Katie Archibald, the double Olympic champion, paid an emotional tribute to her partner Rab Wardell at his funeral. Wardell died aged 37 on 24 August after suffering a cardiac arrest while lying in bed with Archibald, just days after he was crowned Scottish mountain bike champion.
Hundreds gathered at Dunfermline Crematorium for the service on Wednesday, with the procession carrying his coffin joined by cyclists as it headed to the service. Archibald told the service how Wardell would go out of his way to help his friends and family. “He might have always arrived late, but Rab would never leave a friend who needed it,” she said.

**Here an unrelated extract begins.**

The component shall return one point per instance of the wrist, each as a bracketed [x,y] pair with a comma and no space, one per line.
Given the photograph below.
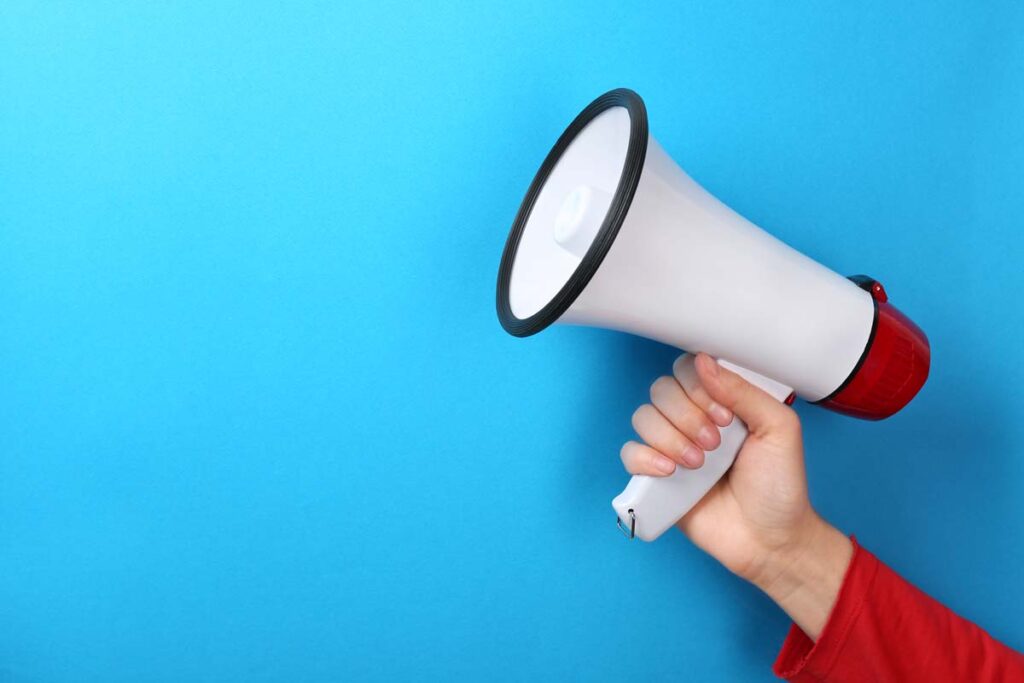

Archibald said Wardell had first told her he loved her while they were out on a bike ride together. She recalled: “I was aghast, I said: ‘You can’t say that here, in the rain, on a bike ride’. After chastising his timing, I told him the truth, that I loved him too. From then on I told him that every day. In some ways it’s a comfort that Rab knew how much I loved him.”
She said that when they were apart, he used to send her love songs, and a recording he sent to Archibald of himself playing You Can Talk To Me was broadcast to mourners. In it he could be heard saying: “So I had this funny idea to sing you this song”, before telling her the “downside for me is it’s all a little high for me, so I will strain and sound silly at some bits, but I’m not scared”.
Mourners laughed when at the end of the song Wardell could be heard swearing as he said it had not been very good. The Very Reverend Hunter Farquharson, conducting the service, told Archibald: “I didn’t know you were going to keep that bit in.”
Wardell had won the Scottish MTB XC Championships just days before his death and had appeared on television the evening of his death to talk about his victory. Archibald fought to save his life when he suffered cardiac arrest but was unable to do so.
During the service, Mr Farquharson said he remembered Wardell coming into church as a youngster with his parents. Wardell’s father Jack paid tribute to him at the service, and joked about his son that in hindsight it was “no surprise he came in a rush, two days late” when he was born in June 1985.
He told mourners how much his son loved bikes, and ended his tribute by saying: “He has touched many people’s hearts, and inspired many more. “He made us laugh, he made us proud. Rest in peace.”